Components: anomaly#

autogluon.eda.visualization.anomaly#

AnomalyScoresVisualization

Visualize anomaly scores across datasets.

AnomalyScoresVisualization#

class autogluon.eda.visualization.anomaly.AnomalyScoresVisualization(threshold_stds: float = 3, headers: bool = False, namespace: Optional[str] = None, fig_args: Optional[Dict[str, Any]] = None, **chart_args)[source]#

Visualize anomaly scores across datasets.

The report depends on AnomalyDetectorAnalysis,

Parameters
  • threshold_stds (float = 3,) – defines how many standard deviations from mean the scores will be marked as anomalies

  • headers (bool, default = False) – if True then render headers

  • namespace (Optional[str], default = None) – namespace to use; can be nested like ns_a.ns_b.ns_c

  • fig_args (Optional[Dict[str, Any]] = None,) – kwargs to pass into visualization component.
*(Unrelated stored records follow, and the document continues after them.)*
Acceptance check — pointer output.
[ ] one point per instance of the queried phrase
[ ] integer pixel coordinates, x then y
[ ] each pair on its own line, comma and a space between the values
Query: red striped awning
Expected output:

  • chart_args – kwargs to pass into visualization component The chart contains two scatterpolots combined: normal and anomaly data points; both can be customized via passing additional arguments in chart_args - see the example below.

Examples

>>> import autogluon.eda.analysis as eda
>>> import autogluon.eda.visualization as viz
>>> import autogluon.eda.auto as auto
>>> import pandas as pd
>>> import numpy as np
>>>
>>> df_train = pd.DataFrame(...)
>>> df_test = pd.DataFrame(...)
>>> label = 'target'
>>> threshold_stds = 3  # mark 3 standard deviations score values as anomalies
>>>
>>> chart_args={
>>>     'normal.color': 'lightgrey',
>>>     'anomaly.color': 'orange',
>>> }
>>>
>>> state = auto.analyze(
>>>     train_data=df_train,
>>>     test_data=df_test,
>>>     label=label,
>>>     return_state=True,
>>>     anlz_facets=[
>>>         eda.dataset.ProblemTypeControl(),
>>>         eda.transform.ApplyFeatureGenerator(category_to_numbers=True, children=[
>>>             eda.anomaly.AnomalyDetectorAnalysis(
>>>                 store_explainability_data=True  # Store additional functions for explainability
>>>             ),
>>>         ])
>>>     ],
>>>     viz_facets=[
>>>         viz.anomaly.AnomalyScoresVisualization(
>>>             threshold_stds=threshold_stds,
>>>             headers=True,
>>>             fig_args=dict(figsize=(8, 4)),
>>>             **chart_args, # pass chart args customizations
>>>         )
>>>     ]
>>> )
>>>
>>> # explain top anomalies
>>> train_anomaly_scores = state.anomaly_detection.scores.train_data
>>> anomaly_idx = train_anomaly_scores[train_anomaly_scores >= train_anomaly_scores.std() * threshold_stds]
>>> anomaly_idx = anomaly_idx.sort_values(ascending=False).index
>>>
>>> auto.explain_rows(
>>>     # Use helper function stored via `store_explainability_data=True`
>>>     **state.anomaly_detection.explain_rows_fns.train_data(anomaly_idx[:3]),
>>>     plot='waterfall',
>>> )

autogluon.eda.analysis.anomaly#

AnomalyDetectorAnalysis

Anomaly detection analysis.

AnomalyDetector

Wrapper for anomaly detector algorithms.

AnomalyDetectorAnalysis#

class autogluon.eda.analysis.anomaly.AnomalyDetectorAnalysis(n_folds: int = 5, store_explainability_data: bool = False, parent: Optional[AbstractAnalysis] = None, children: Optional[List[AbstractAnalysis]] = None, state: Optional[AnalysisState] = None, **anomaly_detector_kwargs)[source]#

Anomaly detection analysis.

The analysis automatically creates cross-validation splits and fits detectors on each of them using train_data input. The scores produced for the training data are produced using out-of-folds predictions. All other datasets scores are produced using average of scores from detectors trained on individual folds (bag).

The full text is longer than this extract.